Den fraglichen Bestimmungen ist kein Grundsatz der von der Beschwerdeführerin behaupteten Art zu entnehmen, eine vorhandene Hafterstehungsunfähigkeit müsse zwingend zur Unterbrechung des Strafvollzuges führen. Es ergibt sich aus ihnen vielmehr, dass eine Freiheitsstrafe grundsätzlich ohne Unterbruch zu vollstrecken ist. Der wegen einer während des Strafvollzuges aufgetretenen Erkrankung in eine Heil- oder Pflegeanstalt verbrachte Strafgefangene wird für die Dauer seines dortigen Aufenthaltes regelmässig nicht hafterstehungsfähig, das heisst fähig sein, die Strafe in der bisherigen Weise an sich vollziehen zu lassen. Wenn Art. 40 Abs. 2 StGB vorschreibt, der Aufenthalt in einer solchen Anstalt sei dem Verurteilten grundsätzlich auf die Strafe anzurechnen, so folgt daraus, dass die durch eine solche Erkrankung bewirkte Hafterstehungsunfähigkeit nicht notwendigerweise zu einer Unterbrechung des Strafvollzuges führen muss, also von Gesetzes wegen keinen zwingenden Grund für eine solche bildet. Diese gesetzgeberische Tendenz findet folgerichtig ihren Niederschlag darin, dass der Bundesrat gemäss Art. 397bis Abs. 1 lit. g StGB zum Erlass ergänzender Bestimmungen über den Vollzug von Strafen und Massnahmen an kranken, gebrechlichen und betagten Personen befugt ist, und diese Kompetenz nunmehr auch den Kantonen zusteht (Art. 6 Abs. 1 VStGB). Dass eine vorhandene Hafterstehungsunfähigkeit nicht schlechthin zur Unterbrechung des Strafvollzuges führen soll, ergibt sich auch aus der bisherigen, noch darzustellenden Rechtsprechung des Bundesrates zu Art. 40 StGB. Wenn die zuständige Behörde ohne den Strafvollzug zu unterbrechen für die Gesundheit eines kranken Strafgefangenen sorgt, sei es auch durch Einweisung in eine Heil- oder Pflegeanstalt, statt ihn aus dem Strafvollzug zu entlassen, damit er sich selber um die Wiederherstellung der verlorenen Gesundheit kümmere, so widerspricht das demnach Art. 40 StGB und Art. 242 BStP an sich nicht.
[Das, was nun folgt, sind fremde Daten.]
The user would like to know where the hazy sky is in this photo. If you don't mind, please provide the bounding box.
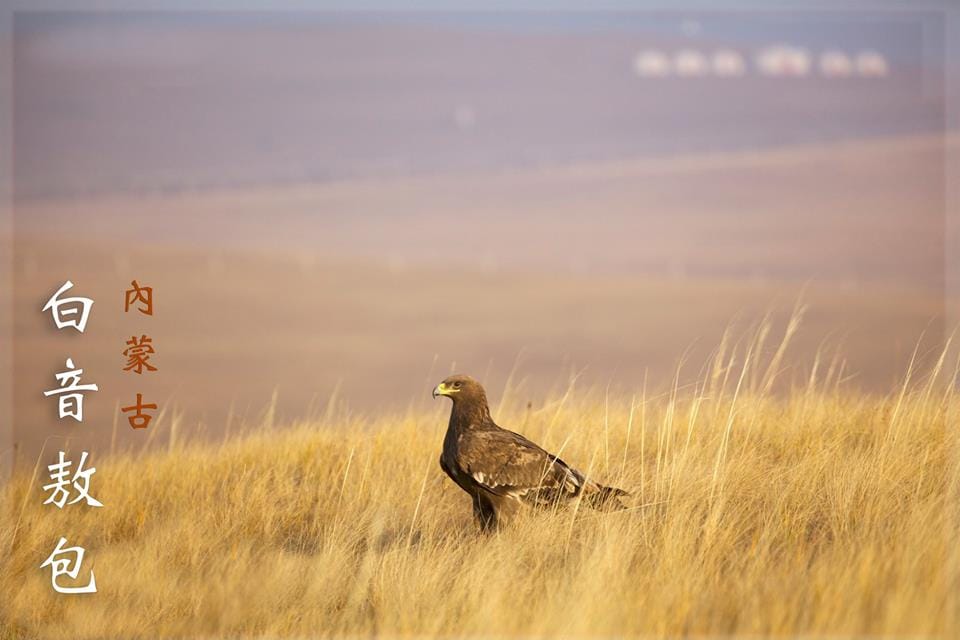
[13,9,945,198]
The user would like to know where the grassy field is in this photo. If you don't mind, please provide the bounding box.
[2,321,957,638]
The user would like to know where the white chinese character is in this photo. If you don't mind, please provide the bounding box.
[42,451,103,508]
[40,537,97,594]
[43,358,99,421]
[42,280,94,333]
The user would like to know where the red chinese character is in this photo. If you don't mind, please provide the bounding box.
[124,280,153,316]
[121,393,158,430]
[122,335,158,374]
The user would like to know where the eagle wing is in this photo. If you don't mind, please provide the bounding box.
[457,428,587,507]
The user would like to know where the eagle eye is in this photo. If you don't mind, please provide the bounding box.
[453,381,462,389]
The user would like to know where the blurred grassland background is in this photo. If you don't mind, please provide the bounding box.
[11,133,952,459]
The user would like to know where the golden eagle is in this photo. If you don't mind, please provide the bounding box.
[433,374,628,531]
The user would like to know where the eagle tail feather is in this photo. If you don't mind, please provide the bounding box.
[586,483,630,510]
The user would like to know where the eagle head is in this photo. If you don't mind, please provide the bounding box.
[432,374,486,404]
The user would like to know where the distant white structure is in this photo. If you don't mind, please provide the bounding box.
[712,49,746,77]
[632,44,886,81]
[856,50,889,77]
[756,45,811,77]
[674,49,709,77]
[633,50,671,78]
[820,51,854,78]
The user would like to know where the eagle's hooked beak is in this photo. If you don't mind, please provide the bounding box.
[432,382,456,399]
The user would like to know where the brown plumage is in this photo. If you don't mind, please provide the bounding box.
[433,374,628,531]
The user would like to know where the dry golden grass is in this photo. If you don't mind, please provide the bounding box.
[2,321,958,638]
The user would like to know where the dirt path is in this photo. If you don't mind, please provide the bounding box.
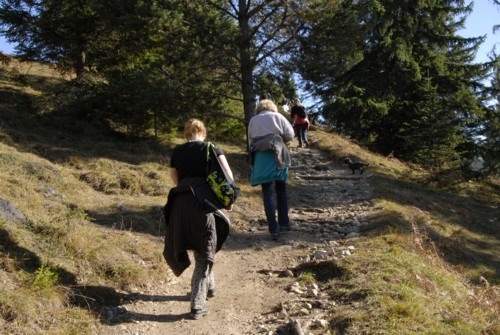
[97,141,376,335]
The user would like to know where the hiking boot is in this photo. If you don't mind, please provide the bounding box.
[190,307,210,320]
[280,225,292,233]
[207,288,216,298]
[271,233,279,241]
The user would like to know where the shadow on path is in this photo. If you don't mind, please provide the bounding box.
[115,311,192,323]
[70,286,193,324]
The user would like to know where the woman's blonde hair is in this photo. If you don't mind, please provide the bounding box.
[255,99,278,114]
[184,118,206,139]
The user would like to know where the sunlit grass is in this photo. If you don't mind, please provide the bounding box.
[310,128,499,334]
[0,59,498,335]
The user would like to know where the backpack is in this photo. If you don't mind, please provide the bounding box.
[206,142,240,208]
[297,106,307,119]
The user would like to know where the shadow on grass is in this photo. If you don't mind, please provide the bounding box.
[372,174,500,283]
[2,104,249,177]
[1,67,251,169]
[0,223,187,324]
[0,73,173,166]
[86,206,166,236]
[0,225,78,285]
[0,222,192,324]
[0,86,36,112]
[0,225,42,273]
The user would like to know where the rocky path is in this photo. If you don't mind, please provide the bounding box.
[96,141,377,335]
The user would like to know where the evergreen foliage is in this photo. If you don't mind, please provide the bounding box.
[296,0,497,174]
[0,0,156,77]
[254,69,298,104]
[203,0,304,122]
[1,0,498,175]
[474,52,500,176]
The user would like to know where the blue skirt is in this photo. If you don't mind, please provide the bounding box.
[250,151,288,186]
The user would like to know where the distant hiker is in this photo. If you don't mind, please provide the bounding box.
[290,99,309,148]
[248,99,295,241]
[163,119,234,320]
[259,93,272,101]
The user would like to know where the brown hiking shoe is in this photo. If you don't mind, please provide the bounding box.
[190,307,210,320]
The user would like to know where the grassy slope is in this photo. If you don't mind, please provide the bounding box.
[0,57,498,334]
[311,131,499,334]
[0,58,177,334]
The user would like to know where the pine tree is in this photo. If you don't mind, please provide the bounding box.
[474,52,500,176]
[0,0,165,78]
[204,0,304,123]
[297,0,494,169]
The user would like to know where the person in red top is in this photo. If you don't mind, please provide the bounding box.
[290,98,309,147]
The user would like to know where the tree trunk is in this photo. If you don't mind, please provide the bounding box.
[238,0,257,153]
[75,50,86,79]
[241,64,255,123]
[238,0,256,124]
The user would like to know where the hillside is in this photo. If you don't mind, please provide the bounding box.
[0,57,499,334]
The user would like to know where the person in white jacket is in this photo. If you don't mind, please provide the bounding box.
[248,99,295,241]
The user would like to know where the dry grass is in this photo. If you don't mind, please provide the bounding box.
[0,56,264,334]
[0,57,176,333]
[308,127,499,334]
[1,57,498,335]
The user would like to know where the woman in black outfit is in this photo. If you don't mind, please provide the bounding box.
[163,119,235,320]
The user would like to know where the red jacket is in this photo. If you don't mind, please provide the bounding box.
[293,114,309,127]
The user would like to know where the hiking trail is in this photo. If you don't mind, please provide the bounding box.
[97,139,377,335]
Die bei der Beschwerdeführerin festgestellte Hafterstehungsunfähigkeit, die sich als blosse Unfähigkeit darstellt, die Strafe weiterhin in einer Strafanstalt zu verbüssen, muss auch bei Würdigung der konkreten Umstände des Falles nicht zu einer Unterbrechung des Strafvollzuges führen. Dem Gutachten von Prof. Hartmann, das feststellt, die Beschwerdeführerin bedürfe vorerst einer Erholung in einem Heim mit der Möglichkeit zu ausgedehnten Spaziergängen und viel frischer Luft, ist nicht zu entnehmen, dass diese nicht fähig wäre, einen solchen Aufenthalt ohne Unterbrechung des Strafvollzuges zu ertragen. So etwas behauptet selbst die Beschwerdeführerin nicht. Es ist ihr allerdings darin beizupflichten, dass durch die Einweisung in die Hochgebirgsklinik Davos-Clavadel die fehlende Hafterstehungsfähigkeit im Sinne der Fähigkeit, die Strafe in einer Strafanstalt zu verbüssen, nicht hergestellt wird. Aber darauf kommt es nicht an. Entscheidend ist vielmehr einzig, ob aus medizinischer Sicht die Fortführung des Strafvollzugs in dieser Klinik als unverantwortbar erscheint. Für einen solchen Schluss liefert das Gutachten, das selber einen Erholungsaufenthalt der Beschwerdeführerin in einem Heim befürwortet, keine Anhaltspunkte.